Socialisation is a key component of our daily lives and it often cannot be avoided. Social challenges impact many aspects of a child or adult’s life. Most commonly they impact an individual’s ability to initiate and maintain close relationships. When people don’t develop meaningful connections with others, this can lead to loneliness, isolation, and a lack of social support. Social difficulties can also impact learning, educational attainment, work performance, and self-esteem.
Social challenges may be related to specific diagnoses such as Autism Spectrum Disorder, Social Anxiety Disorder, Social Communication Disorder, Speech and Language Disorders, and Dementia. Alternatively, an individual may experience social challenges without meeting criteria for any diagnosis. People with and without a diagnosis can benefit from improving their social skills.
At Approach Psychology, your clinician will work collaboratively with you, to help you to identify your treatment goals.
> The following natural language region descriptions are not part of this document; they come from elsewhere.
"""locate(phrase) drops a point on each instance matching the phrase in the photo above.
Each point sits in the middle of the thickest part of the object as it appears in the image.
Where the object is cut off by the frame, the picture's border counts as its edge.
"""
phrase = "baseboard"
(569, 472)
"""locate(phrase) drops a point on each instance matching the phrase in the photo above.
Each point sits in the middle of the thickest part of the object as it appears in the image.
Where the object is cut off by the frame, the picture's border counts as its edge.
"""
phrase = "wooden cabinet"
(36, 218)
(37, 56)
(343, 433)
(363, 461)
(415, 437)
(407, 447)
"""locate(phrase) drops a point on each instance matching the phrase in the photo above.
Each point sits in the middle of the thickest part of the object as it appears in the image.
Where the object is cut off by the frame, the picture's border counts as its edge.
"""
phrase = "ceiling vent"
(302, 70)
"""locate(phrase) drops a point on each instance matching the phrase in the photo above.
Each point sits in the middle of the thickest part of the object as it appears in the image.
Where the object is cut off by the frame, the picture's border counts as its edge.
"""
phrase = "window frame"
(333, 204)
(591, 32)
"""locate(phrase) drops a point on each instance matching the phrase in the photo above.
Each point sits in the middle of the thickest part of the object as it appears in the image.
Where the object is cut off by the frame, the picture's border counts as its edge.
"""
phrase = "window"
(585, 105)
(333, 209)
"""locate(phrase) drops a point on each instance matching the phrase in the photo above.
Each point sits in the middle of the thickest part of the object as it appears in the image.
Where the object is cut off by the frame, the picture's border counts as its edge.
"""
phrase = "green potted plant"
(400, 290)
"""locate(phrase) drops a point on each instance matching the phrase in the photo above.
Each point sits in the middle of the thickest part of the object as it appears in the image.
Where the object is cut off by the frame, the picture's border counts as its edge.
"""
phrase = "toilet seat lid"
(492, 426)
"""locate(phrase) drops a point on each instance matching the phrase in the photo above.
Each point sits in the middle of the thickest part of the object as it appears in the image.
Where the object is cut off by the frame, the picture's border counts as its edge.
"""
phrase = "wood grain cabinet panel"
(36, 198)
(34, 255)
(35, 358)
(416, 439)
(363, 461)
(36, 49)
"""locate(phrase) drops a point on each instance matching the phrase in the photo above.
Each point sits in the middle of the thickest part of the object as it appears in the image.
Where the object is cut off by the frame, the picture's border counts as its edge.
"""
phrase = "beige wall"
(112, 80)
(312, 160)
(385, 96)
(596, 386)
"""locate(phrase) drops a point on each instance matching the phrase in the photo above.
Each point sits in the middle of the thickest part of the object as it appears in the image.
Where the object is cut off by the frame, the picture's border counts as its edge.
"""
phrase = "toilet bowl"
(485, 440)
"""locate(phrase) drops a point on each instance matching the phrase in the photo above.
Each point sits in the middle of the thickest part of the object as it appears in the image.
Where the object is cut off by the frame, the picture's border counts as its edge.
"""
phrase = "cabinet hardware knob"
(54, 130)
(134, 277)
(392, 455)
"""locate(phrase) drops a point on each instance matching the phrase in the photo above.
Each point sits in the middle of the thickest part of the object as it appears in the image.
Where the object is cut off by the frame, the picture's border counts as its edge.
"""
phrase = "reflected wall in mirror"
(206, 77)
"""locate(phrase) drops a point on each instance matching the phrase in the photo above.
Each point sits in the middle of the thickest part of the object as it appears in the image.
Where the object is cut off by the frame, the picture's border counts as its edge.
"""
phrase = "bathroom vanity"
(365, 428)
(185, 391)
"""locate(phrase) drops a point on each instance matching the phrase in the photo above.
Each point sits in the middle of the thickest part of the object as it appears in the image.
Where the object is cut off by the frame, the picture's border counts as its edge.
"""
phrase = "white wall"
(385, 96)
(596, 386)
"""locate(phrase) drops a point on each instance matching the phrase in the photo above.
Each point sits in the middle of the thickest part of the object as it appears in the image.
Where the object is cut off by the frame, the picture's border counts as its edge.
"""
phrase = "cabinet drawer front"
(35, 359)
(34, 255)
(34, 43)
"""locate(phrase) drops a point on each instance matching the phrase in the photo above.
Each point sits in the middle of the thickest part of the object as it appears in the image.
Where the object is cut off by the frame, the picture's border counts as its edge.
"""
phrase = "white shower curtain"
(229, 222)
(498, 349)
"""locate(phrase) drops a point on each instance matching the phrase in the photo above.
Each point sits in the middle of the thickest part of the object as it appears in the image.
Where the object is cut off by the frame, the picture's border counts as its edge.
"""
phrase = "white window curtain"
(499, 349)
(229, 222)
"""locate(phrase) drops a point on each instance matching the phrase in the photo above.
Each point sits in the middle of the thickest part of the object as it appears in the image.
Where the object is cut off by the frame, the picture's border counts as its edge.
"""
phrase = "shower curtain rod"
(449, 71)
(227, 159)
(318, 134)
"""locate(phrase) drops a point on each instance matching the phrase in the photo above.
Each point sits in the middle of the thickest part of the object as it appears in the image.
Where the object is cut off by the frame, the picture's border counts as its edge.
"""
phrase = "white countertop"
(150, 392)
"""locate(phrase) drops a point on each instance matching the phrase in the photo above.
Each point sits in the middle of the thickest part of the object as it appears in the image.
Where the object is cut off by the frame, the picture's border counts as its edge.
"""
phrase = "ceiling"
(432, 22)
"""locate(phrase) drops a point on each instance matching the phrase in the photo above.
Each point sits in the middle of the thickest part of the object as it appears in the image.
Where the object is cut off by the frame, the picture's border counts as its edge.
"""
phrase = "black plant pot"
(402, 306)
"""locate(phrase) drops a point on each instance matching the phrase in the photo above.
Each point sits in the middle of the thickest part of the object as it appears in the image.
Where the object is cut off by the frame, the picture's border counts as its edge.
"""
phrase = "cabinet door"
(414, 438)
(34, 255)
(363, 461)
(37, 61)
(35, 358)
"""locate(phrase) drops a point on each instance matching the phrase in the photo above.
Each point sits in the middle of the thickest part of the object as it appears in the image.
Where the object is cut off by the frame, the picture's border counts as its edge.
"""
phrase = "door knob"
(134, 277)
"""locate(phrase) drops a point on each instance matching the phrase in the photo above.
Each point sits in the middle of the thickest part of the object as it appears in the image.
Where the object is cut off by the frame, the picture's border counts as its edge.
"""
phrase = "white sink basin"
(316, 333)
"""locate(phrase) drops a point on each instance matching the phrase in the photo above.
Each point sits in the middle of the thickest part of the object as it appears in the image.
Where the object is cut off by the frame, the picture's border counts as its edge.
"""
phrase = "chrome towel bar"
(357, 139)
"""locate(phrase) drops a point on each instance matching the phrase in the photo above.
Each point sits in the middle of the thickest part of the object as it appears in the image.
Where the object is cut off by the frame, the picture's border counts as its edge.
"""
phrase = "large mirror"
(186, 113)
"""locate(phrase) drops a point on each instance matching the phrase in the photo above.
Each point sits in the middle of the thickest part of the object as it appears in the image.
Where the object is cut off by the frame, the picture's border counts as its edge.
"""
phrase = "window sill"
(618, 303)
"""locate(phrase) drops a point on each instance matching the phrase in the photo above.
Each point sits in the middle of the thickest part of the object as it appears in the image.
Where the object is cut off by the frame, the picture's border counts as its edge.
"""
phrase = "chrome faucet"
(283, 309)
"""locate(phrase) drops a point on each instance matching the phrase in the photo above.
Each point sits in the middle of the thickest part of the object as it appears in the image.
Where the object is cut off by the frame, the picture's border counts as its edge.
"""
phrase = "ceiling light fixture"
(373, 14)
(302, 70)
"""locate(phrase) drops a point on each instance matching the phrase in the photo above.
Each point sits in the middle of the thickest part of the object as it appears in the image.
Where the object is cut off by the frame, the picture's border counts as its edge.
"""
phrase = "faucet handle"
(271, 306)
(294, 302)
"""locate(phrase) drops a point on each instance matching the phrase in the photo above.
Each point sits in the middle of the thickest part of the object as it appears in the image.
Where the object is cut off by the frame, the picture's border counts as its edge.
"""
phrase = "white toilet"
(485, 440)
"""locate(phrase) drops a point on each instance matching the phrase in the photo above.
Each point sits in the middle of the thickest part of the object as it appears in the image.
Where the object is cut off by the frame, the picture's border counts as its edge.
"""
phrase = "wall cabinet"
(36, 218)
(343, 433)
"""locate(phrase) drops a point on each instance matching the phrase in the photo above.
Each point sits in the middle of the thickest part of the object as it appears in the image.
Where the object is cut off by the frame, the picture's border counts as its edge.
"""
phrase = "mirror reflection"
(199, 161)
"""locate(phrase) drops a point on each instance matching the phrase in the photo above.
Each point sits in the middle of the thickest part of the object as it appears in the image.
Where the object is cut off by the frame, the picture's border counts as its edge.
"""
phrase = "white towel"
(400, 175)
All interventions to address social challenges are individually tailored to meet your goals and are reviewed regularly during treatment.
Treatment for social challenges can teach clients new social skills or build upon their existing skills. Social skills interventions include strategies to improve eye contact, verbal and non-verbal language, and conversational skills. Other interventions help clients to understand the implicit and explicit meaning in conversation and conversational rules. Clients often benefit from learning social problem solving and skills to initiate conversations. Social stories are often particularly helpful for children and adolescents to learn socially appropriate behaviours and play skills.
Cognitive (thought-based) and behavioural strategies to lower anxiety in social situations are also common components of treatment. Identifying the thoughts that trigger anxiety in social situations is an important part of therapy, as is gradually reducing the avoidance of social situations. Behavioural strategies involve gradually working towards a specific goal, such as to deliver a speech or to manage anxiety in a group of people.